November is Native American Heritage Month and the Office of Multicultural Student Affairs (OMSA) here at UW-Parkside is working hard to represent the Native American culture throughout the month. Various events showcasing aspects of the culture will be held during November.
The kick-off, sponsored by the Chancellor’s Area, OMSA, and Sacred Circle, an American Indian and Indigenous People’s student organization at UW-Parkside, will be held on Monday from 12 p.m. until 1 p.m. at Main Place. The event will feature traditional music and audience interaction, along with drumming and dancing by performer Dona Yahola. Light refreshments will be served, as well as a sampling of a dish called “Three Sisters Soups.”
A speak-out will be held on 16 November. The featured speaker, “Four Bears” author Sammy Rangel, is of Native American and Mexican American descent. He will speak about identity, Native American ethnicity, and his incarceration and realization while incarcerated.

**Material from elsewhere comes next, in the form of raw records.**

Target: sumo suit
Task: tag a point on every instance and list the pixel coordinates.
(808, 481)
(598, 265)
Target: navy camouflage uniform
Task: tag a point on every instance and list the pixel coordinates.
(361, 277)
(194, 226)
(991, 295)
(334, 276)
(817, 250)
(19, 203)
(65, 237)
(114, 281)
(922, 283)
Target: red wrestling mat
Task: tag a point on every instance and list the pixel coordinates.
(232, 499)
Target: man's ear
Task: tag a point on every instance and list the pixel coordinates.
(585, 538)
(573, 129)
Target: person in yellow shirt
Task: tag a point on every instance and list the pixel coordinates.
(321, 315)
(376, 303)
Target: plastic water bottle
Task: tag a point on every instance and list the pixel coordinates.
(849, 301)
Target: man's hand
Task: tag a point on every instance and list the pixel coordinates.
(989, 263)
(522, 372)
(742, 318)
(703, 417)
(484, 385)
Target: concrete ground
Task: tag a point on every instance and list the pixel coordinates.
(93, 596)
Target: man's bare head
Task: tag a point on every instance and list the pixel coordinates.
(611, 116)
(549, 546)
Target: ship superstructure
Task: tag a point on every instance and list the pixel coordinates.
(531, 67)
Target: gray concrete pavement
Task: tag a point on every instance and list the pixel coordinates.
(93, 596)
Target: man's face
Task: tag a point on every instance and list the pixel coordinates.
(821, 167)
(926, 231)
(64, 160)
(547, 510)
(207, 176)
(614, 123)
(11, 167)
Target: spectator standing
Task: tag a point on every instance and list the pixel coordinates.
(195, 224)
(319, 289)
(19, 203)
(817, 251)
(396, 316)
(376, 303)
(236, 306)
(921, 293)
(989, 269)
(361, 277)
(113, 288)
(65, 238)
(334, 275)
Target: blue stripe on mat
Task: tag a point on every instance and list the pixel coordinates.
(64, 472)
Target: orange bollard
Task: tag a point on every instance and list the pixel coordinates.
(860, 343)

The Native American culture and heritage are often represented unrealistically through the media, such as in the multitude of films that portray Native Americans as innately savage or, conversely, as exaggeratedly naturalistic. The month of November is about showcasing the rich heritage and cultural traditions of the Native American culture often neglected in representations of the group. The events that will be held throughout the month aim to present the Native American culture in a fairer way.
“I want to portray something positive,” says Adela Lozano of OMSA.
The Office of Multicultural Student Affairs showcases a different culture each month. Although the main focus of OMSA is aiding underrepresented students at UW-Parkside, the office is open to and serves all students. OMSA has a mentorship program and takes on student interns as well.
“We are very much like a family here,” remarks Adela.